I was a child during Dunstan's tenure as Premier. My mother still speaks of him with fondness and great respect, saying that "Don Dunstan was a great and remarkable man." During the conservative Seventies, Dunstan was tight-lipped about his sexuality to the press, although rumors ran riot. He was flamboyant in his political life, going to parliament wearing tight, pink short shorts in summer and cream safari suits in winter. I remember very clearly when, on January 19, 1976, a Jehovah's Witness who felt Dunstan was turning Adelaide into Sodom and Gomorrah prophesied that a great tsunami would rise up out of Glenelg Beach and drown the whole of Adelaide. Dunstan said he'd go and face down the tsunami and wait for the destruction. He did so on 20 January, the day of the predicted storm, and nothing happened, although he made newspaper headlines in the United Kingdom for his defiance.
The long-standing homophobic environment in Sixties and Seventies Australia made it impossible for Don Dunstan to "out" himself; he never answered media questions about his sexuality, although it was widely known as a 'worst kept secret' that he was bisexual. His enduring love with Steven Cheng and their mutual passion for food, social justice and human welfare speak louder than words to the character of the man. While there were very dark periods in Dunstan's time as Premier (such as the Von Einem case and the Family murders), his positive legacy was far greater than those dark moments.
Jane Lomax-Smith, former Lord Mayor of Adelaide and Labor Minister for Education in South Australia, said of Dunstan on his death, "He was such a sophisticated, cosmopolitan, highly-refined person, yet he had the capacity to connect with the problems of ordinary working people, and he was able to translate those problems into significant legislative reform. He was a consummate politician."

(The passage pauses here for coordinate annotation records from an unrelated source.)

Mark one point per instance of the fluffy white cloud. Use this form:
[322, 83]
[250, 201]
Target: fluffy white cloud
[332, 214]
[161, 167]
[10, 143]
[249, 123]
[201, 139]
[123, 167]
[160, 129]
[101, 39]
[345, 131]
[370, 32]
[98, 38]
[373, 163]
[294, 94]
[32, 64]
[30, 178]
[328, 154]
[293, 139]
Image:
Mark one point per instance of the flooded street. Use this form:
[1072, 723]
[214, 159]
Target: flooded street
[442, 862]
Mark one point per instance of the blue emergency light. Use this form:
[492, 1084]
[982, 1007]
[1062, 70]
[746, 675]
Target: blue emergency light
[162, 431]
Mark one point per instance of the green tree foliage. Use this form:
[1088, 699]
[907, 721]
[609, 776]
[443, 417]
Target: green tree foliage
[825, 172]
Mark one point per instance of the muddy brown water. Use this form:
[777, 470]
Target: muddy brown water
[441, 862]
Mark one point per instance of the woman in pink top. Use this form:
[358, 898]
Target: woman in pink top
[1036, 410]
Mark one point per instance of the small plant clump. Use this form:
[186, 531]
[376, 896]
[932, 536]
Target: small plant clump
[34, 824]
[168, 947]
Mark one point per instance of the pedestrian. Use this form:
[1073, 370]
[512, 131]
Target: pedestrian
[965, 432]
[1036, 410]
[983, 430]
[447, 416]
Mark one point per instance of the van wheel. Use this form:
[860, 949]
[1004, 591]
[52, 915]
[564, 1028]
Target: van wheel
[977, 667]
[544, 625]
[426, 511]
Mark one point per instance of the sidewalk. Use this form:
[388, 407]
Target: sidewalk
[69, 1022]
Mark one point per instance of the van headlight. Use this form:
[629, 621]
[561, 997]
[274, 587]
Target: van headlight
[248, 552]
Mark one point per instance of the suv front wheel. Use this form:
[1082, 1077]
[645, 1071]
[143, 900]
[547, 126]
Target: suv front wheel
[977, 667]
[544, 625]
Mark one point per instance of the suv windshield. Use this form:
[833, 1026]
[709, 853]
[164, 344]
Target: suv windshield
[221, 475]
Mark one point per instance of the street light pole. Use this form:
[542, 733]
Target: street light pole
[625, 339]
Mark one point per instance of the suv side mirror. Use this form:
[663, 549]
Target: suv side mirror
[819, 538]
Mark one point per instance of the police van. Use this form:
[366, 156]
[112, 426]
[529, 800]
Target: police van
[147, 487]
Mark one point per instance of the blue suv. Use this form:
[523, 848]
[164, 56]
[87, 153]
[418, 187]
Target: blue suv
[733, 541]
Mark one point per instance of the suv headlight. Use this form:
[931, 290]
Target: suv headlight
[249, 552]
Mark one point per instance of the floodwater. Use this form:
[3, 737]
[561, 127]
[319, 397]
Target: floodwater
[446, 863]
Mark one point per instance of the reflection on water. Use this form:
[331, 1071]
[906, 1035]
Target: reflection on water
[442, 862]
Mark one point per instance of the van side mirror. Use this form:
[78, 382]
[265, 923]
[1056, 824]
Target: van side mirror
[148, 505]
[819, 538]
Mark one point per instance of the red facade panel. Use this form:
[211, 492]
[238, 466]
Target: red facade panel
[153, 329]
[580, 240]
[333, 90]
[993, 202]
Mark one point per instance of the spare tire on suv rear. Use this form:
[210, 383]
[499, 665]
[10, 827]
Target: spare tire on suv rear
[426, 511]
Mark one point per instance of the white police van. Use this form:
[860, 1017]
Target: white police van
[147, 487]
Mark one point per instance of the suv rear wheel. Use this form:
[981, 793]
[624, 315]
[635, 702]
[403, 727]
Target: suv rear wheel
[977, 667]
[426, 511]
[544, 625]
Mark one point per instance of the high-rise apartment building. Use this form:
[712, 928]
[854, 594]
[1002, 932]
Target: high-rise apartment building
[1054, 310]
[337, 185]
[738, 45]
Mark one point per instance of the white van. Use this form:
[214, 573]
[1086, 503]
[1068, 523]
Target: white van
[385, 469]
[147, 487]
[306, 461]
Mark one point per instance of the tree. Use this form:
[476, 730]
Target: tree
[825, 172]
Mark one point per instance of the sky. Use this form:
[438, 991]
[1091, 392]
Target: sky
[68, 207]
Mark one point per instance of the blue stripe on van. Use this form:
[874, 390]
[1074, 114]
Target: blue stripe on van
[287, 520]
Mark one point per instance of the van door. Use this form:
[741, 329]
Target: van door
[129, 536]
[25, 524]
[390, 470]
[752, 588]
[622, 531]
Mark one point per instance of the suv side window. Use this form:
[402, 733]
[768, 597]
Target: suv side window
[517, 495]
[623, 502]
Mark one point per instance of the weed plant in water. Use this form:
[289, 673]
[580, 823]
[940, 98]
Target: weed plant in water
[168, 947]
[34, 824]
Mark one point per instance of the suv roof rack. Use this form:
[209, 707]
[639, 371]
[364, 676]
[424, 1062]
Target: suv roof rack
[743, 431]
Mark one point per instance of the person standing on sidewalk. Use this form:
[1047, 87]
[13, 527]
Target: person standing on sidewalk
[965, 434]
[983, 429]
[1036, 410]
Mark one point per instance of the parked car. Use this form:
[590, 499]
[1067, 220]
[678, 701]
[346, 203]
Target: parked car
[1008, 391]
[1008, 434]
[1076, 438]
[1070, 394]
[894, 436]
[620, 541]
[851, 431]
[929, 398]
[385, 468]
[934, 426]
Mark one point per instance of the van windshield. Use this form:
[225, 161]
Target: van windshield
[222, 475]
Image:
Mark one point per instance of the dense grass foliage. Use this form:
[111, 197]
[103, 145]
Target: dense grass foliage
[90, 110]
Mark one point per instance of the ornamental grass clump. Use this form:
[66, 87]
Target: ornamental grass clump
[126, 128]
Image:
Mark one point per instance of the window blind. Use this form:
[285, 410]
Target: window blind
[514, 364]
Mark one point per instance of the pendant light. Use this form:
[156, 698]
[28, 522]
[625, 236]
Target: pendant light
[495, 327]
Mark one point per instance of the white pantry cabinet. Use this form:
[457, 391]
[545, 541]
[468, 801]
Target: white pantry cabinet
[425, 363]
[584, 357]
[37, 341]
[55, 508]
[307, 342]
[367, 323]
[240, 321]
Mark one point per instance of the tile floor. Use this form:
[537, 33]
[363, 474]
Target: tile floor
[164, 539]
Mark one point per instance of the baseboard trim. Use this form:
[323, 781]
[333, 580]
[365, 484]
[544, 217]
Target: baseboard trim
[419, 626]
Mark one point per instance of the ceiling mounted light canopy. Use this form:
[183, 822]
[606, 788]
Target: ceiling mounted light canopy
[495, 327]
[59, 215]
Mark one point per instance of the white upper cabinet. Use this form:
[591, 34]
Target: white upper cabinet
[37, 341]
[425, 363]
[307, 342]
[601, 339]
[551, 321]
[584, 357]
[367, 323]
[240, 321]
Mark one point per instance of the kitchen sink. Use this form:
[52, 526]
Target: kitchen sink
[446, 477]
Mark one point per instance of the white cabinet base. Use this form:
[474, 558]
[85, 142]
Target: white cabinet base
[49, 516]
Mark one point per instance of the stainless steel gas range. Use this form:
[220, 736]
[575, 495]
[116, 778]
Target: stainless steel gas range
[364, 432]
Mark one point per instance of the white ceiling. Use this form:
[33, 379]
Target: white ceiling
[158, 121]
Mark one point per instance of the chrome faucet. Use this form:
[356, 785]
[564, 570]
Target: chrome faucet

Among the letters in the Dunstan Collection held by Flinder's University, there is a typewritten copy of the information he most likely sent off to Who’s Who in the early 1990s. After his formal CV, right at the bottom, written in black ink in his own handwriting is this:
"What does S.A. mean to me? Home."
Dunstan was a forward thinking man who fought diligently for the rights of all minorities, battling racism, homophobia, xenophobia and conservatism to bring about great reforms and change for women, Aboriginal Australians, the GBLT community, the arts community, immigration, multiculturalism and more. On his death, state flags were flown at half-mast and the memorial service was televised live. A theatre in the Festival Centre was renamed the Dunstan Playhouse. His lifelong interest in food led to the publication of the popular Don Dunstan's Cookbook in 1976. He lived as an openly gay man in his final years in Adelaide with Asian chef Steven Cheng and they ran the Don's Table restaurant on The Parade, Norwood in 1994, which closed shortly after he died. He was an Adjunct Professor at Adelaide University from 1997-1999. Dunstan was married twice, he married his first wife, Gretel in 1949 and they had a daughter and two sons; they separated in 1972 and were divorced in 1974. He married Adele Koh, a member of his staff, in 1976; she died in 1978. He was awarded The Companion of the Order of Australia in June 1979.
Dunstan was honoured in the 1996 Sydney Gay and Lesbian Mardi Gras by a group who marched in the parade, calling themselves The Pink Don Dunstan's, carrying placards thanking him for twenty-one years of gay law reform.